Clausen was 12-of-21 passing for 171 yards after being injured when he was sacked in the second quarter. Before that he was 10-of-10 passing for 129 yards.

The Irish (2-1) are hoping Duval Kamara, Robby Parris or a lesser-used receiver will help fill the void left when their top receiving threat, Floyd, went down. That did not happen last season, when Floyd missed two games and most of a third with a knee injury and the Irish threw for 138 fewer yards per game.

Golden Tate, who has 19 catches for 301 yards and three touchdowns this season, expected to see more passes when Floyd went down last season. But he went from averaging 5.5 catches for 92 yards to three catches for 53 yards.

Tate said he's better prepared now because he's a better receiver.

Floyd's injury represents a second chance of sorts for Kamara and Parris and the first big chance for John Goodman, freshman Shaquelle Evans and Deion Walker, who did not play as freshmen last season. Kamara and Parris were starters two years ago before Floyd and Tate emerged as one of the nation's top receiving tandems. Kamara was the team's second leading receiver in 2007, with 32 catches for 357 yards, and Parris was third, with 29 catches for 361 yards.
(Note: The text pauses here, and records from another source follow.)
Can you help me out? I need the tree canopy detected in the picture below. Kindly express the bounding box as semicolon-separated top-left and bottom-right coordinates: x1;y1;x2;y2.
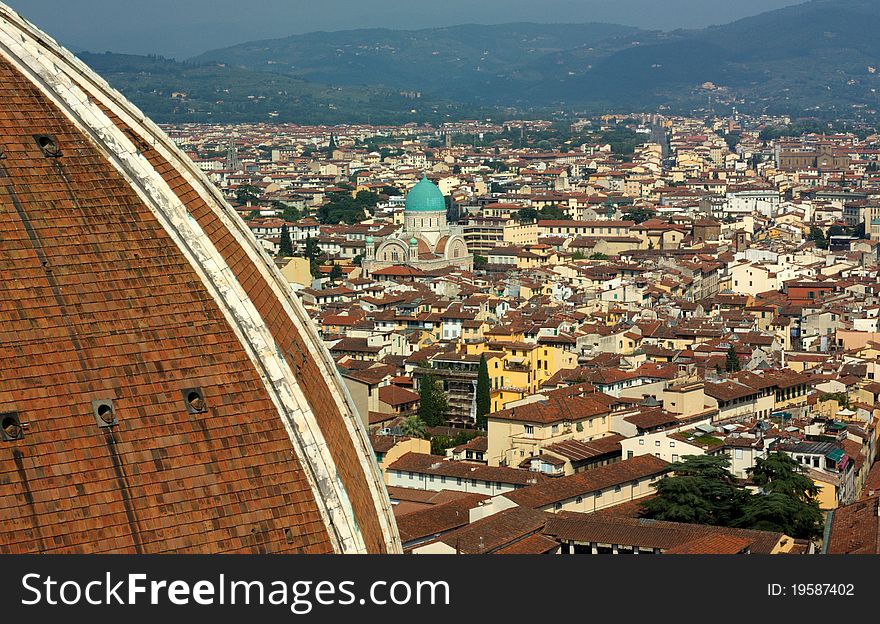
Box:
809;226;828;249
642;455;747;526
418;373;449;427
399;415;427;440
516;204;567;223
642;453;824;540
303;236;324;278
317;190;380;224
725;343;741;372
623;206;655;224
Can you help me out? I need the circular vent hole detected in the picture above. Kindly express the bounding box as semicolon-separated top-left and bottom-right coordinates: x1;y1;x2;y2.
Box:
187;391;204;412
96;403;114;424
2;416;21;438
38;136;59;153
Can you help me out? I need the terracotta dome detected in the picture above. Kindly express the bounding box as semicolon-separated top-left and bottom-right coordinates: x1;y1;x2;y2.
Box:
0;4;399;554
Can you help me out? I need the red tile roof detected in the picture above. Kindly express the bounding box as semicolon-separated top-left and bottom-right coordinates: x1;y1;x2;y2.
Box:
504;455;669;509
0;22;394;554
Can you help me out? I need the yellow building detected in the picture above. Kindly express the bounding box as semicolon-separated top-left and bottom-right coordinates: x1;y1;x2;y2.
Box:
466;340;578;410
279;256;312;288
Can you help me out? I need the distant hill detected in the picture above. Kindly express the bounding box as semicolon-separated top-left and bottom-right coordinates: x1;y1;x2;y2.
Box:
77;52;484;124
190;22;640;102
80;1;880;123
547;0;880;113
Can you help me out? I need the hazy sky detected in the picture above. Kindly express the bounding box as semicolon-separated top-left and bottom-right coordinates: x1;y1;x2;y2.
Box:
5;0;805;59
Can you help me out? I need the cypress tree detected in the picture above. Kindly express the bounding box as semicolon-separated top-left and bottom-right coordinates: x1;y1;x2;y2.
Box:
475;354;491;430
418;373;448;427
278;223;294;256
725;343;741;372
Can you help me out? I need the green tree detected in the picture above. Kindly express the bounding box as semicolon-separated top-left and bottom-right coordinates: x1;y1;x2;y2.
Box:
473;255;488;269
589;252;608;260
736;455;825;539
538;205;567;220
304;236;323;278
623;207;655;224
399;415;427;440
317;189;380;224
734;492;823;539
329;263;344;283
723;132;741;152
809;226;828;249
725;343;741;372
748;453;821;505
418;373;449;427
281;205;301;222
641;455;747;526
827;225;846;239
278;223;294;257
235;184;261;205
475;354;491;430
819;392;849;409
430;429;479;455
516;207;540;223
571;251;586;260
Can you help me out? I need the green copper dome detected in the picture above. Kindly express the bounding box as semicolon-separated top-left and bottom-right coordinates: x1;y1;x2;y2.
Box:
405;176;445;212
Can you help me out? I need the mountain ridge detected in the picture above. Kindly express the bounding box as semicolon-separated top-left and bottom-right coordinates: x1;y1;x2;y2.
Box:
77;1;880;123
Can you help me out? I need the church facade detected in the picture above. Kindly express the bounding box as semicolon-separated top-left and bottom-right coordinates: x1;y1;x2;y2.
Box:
364;176;473;274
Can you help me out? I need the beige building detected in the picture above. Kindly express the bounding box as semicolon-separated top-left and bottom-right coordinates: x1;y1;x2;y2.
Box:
486;393;615;467
499;455;669;514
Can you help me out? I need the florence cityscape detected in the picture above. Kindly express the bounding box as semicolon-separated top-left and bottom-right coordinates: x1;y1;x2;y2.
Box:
0;0;878;563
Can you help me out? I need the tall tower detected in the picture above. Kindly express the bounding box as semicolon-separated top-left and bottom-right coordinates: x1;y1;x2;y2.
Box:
225;134;241;171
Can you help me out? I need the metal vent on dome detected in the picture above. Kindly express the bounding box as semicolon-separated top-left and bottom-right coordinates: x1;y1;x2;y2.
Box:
33;134;61;157
1;412;24;441
92;399;117;428
182;387;207;414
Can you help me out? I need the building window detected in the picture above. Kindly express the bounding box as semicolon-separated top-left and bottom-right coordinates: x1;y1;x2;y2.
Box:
639;439;645;446
655;440;661;447
614;485;621;493
669;441;675;448
672;455;678;463
554;503;562;511
408;472;413;480
576;496;583;504
524;425;534;435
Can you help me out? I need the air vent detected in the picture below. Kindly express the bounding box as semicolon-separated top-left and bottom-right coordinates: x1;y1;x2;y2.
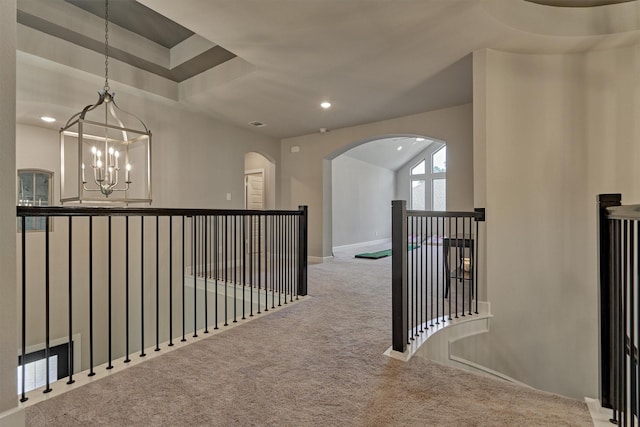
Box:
248;121;266;128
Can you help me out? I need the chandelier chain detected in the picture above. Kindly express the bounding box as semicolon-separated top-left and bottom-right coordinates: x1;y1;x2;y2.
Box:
104;0;110;92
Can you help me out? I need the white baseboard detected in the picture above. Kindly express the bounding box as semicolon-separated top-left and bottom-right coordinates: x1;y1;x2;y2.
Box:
585;397;617;427
332;238;391;252
308;256;333;264
0;406;24;427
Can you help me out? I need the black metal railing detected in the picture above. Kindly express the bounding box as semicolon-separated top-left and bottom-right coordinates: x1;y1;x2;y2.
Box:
16;205;308;402
598;194;639;425
391;200;485;353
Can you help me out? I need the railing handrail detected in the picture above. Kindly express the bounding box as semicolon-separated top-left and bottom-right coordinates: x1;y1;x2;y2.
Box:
406;209;485;220
17;206;305;217
606;204;640;221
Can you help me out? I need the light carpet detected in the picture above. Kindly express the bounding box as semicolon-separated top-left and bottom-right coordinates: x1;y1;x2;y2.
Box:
25;244;592;426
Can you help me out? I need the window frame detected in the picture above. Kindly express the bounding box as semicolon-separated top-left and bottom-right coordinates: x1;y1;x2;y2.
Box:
17;169;54;232
408;144;446;211
410;159;427;210
430;146;446;211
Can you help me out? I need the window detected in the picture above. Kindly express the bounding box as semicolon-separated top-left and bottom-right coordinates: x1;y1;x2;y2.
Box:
17;170;53;231
431;146;446;210
409;145;446;211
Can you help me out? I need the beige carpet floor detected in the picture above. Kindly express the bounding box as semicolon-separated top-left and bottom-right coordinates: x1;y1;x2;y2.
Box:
25;243;592;426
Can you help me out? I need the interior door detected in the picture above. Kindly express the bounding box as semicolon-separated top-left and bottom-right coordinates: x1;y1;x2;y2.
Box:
245;172;264;210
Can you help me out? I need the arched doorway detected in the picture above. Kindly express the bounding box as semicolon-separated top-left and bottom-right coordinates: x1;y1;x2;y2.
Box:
329;135;444;252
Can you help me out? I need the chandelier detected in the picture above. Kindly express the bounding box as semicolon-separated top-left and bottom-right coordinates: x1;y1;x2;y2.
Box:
60;0;152;204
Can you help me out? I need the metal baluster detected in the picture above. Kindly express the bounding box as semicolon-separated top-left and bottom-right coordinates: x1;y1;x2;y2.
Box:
409;215;414;340
461;216;465;318
271;216;275;309
624;220;629;425
223;215;228;327
67;217;75;384
250;215;254;315
204;216;209;333
233;215;238;323
89;216;95;375
448;217;452;320
258;216;262;314
192;216;197;338
611;220;620;424
108;216;114;367
630;221;636;427
630;225;640;426
279;215;282;307
141;216;146;356
44;216;52;392
419;216;424;333
169;217;174;347
435;217;440;325
20;216;27;402
125;217;131;361
264;216;269;310
156;216;161;349
291;215;295;301
475;216;479;314
454;216;459;319
181;217;186;343
242;214;247;320
215;215;220;328
427;216;440;328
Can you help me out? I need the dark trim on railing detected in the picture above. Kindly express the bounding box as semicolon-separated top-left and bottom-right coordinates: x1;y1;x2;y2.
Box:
108;217;114;369
597;193;622;411
44;217;52;393
88;216;95;377
392;201;485;355
67;217;75;385
298;205;308;296
392;200;408;353
20;218;27;402
17;206;303;217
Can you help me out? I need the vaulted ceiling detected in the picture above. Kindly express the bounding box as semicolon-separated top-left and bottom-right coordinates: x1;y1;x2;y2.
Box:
15;0;640;140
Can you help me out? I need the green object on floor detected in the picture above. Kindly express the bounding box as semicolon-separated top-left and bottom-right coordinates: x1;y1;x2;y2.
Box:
354;244;419;259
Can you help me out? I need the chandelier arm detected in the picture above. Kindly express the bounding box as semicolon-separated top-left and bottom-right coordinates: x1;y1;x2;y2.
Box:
108;102;128;142
63;93;106;129
109;97;150;134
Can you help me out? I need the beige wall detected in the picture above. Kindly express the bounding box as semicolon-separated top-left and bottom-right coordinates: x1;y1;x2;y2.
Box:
464;46;640;399
331;155;395;248
281;103;474;258
0;0;18;418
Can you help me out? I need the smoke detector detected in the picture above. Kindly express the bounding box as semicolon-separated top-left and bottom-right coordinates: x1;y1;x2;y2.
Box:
248;121;266;128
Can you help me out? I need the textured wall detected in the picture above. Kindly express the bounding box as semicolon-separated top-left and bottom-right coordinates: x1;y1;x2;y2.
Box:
465;45;640;399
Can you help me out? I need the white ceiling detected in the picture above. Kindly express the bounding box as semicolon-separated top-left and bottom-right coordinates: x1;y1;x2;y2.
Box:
343;136;437;171
15;0;640;140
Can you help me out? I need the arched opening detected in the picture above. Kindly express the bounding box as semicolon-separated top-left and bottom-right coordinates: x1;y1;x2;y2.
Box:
244;152;276;210
329;135;445;252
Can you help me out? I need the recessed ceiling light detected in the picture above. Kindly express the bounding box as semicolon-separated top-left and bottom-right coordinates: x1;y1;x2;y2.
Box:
397;146;403;151
41;116;56;123
320;102;331;109
416;137;425;142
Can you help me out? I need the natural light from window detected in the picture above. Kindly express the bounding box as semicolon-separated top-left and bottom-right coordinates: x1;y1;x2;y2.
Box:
17;356;58;394
410;144;446;211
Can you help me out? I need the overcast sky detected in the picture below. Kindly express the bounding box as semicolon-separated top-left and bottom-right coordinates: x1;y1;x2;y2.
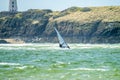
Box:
0;0;120;11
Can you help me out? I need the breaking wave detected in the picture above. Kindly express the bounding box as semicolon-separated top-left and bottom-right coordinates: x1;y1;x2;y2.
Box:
0;43;120;50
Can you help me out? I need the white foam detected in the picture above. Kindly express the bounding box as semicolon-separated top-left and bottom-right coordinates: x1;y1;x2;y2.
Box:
0;43;119;50
69;68;108;71
16;66;27;69
70;44;120;49
56;61;65;64
0;62;20;66
0;43;59;50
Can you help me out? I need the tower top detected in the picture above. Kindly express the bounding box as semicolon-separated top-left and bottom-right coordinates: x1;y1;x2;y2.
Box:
9;0;18;13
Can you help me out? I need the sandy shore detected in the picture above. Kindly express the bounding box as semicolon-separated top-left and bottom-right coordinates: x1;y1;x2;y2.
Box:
0;38;25;44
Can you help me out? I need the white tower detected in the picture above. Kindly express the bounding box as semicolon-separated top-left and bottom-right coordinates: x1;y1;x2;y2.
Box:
9;0;18;13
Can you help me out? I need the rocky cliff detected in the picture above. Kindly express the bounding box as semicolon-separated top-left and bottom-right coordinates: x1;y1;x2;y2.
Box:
0;6;120;43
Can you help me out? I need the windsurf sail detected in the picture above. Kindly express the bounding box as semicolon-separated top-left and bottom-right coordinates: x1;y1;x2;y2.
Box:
54;27;70;49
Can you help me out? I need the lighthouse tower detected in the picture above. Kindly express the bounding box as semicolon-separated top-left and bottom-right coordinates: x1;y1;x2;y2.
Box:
9;0;18;13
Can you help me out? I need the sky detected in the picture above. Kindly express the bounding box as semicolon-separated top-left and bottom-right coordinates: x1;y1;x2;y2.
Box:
0;0;120;11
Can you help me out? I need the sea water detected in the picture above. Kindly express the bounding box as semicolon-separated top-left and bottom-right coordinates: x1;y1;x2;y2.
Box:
0;43;120;80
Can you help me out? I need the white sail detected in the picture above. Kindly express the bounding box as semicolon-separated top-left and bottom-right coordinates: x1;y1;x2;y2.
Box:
54;27;70;48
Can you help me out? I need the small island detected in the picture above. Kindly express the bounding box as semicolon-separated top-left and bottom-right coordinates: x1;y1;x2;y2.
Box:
0;6;120;44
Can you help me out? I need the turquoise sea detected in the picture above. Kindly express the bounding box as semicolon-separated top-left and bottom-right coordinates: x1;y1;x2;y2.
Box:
0;44;120;80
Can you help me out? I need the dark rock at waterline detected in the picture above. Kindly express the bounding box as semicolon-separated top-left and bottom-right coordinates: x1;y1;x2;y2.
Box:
0;40;9;44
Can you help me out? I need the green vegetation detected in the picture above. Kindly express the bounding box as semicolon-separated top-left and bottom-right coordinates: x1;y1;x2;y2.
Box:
54;6;120;22
0;6;120;43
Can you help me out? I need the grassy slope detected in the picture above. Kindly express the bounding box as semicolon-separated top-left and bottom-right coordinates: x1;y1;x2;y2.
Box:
53;6;120;23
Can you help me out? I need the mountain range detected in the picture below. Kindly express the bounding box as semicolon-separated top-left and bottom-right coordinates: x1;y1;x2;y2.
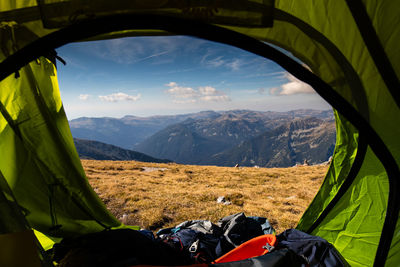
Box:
203;117;335;167
69;111;221;149
73;138;171;163
70;109;336;167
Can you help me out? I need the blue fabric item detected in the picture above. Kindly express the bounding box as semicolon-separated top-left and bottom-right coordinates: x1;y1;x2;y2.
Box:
157;213;276;263
156;227;182;237
276;229;349;267
172;227;181;234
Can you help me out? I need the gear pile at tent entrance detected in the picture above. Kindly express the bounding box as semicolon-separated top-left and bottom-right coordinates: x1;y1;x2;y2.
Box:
1;1;400;267
50;213;348;266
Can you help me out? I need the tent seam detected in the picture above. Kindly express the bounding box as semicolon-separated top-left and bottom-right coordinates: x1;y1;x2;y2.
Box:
345;0;400;110
0;15;398;266
305;133;368;234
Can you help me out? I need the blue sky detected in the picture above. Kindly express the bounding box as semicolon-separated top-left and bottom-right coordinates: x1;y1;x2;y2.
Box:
55;36;330;119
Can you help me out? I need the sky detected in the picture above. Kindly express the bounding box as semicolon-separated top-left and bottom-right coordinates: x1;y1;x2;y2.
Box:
55;36;331;119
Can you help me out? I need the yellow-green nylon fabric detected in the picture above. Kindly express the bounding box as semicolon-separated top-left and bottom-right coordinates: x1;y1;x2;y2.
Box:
312;148;389;267
0;58;121;238
220;5;390;265
0;0;399;266
225;1;398;265
296;112;359;229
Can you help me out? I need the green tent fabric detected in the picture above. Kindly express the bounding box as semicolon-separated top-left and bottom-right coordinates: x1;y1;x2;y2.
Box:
0;1;399;266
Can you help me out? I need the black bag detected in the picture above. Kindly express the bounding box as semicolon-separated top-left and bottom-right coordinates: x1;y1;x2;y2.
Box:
160;228;220;263
157;213;275;263
51;229;192;267
216;213;267;256
276;229;350;267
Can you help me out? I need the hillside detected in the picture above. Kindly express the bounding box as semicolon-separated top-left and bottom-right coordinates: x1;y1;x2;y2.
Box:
69;111;220;149
136;116;335;167
132;124;228;164
204;118;336;167
74;138;172;163
70;109;335;167
83;159;328;234
133;111;278;164
69;109;333;150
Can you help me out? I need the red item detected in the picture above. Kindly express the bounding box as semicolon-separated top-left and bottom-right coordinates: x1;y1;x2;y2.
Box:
213;234;277;263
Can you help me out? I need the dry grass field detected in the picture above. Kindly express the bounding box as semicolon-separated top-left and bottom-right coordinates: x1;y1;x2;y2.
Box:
83;160;328;234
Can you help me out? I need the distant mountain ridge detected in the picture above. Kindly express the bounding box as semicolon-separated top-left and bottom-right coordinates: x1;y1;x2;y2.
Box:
69;111;220;149
133;111;280;164
203;117;336;167
133;110;335;166
70;109;333;150
70;109;335;167
73;138;172;163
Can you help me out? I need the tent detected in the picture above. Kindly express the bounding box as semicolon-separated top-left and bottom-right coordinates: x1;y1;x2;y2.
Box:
0;1;399;266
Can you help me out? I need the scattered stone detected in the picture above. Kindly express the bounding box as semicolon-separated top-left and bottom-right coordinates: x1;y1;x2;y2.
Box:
217;196;226;203
217;196;232;205
141;167;169;172
120;214;128;224
285;196;296;200
321;156;333;165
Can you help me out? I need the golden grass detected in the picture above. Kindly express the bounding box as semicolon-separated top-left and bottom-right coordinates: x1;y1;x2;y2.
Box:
83;160;328;234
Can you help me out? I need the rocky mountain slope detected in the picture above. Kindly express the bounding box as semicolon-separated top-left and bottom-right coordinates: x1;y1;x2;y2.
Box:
69;111;220;149
133;111;335;166
203;117;336;167
133;111;279;164
73;138;172;163
70;109;335;167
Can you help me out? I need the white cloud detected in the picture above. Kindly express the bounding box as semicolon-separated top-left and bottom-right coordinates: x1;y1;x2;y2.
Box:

Their numbers dropped sharply last season as Kamara, who set some of Notre Dame's freshman receiving records in 2007, saw his playing time decrease after dropping some passes early last season, and Parris struggled with a hamstring injury. Kamara finished sixth on the team in catches in 2008 with 20 for 206 yards, and Parris was eighth with nine catches for 50 yards.

"I think as a coach, I feel like they've been through it a little bit and you have some confidence in them because they kind of toughed it out," receivers coach Rob Ianello said.

Parris acknowledged it has been hard.

"You go from playing a lot to not playing," Parris said. "It become almost more of almost a mental game than physical. Keeping your head in the game knowing you're one play away, two plays away from getting in the game. You just have to be ready for whatever."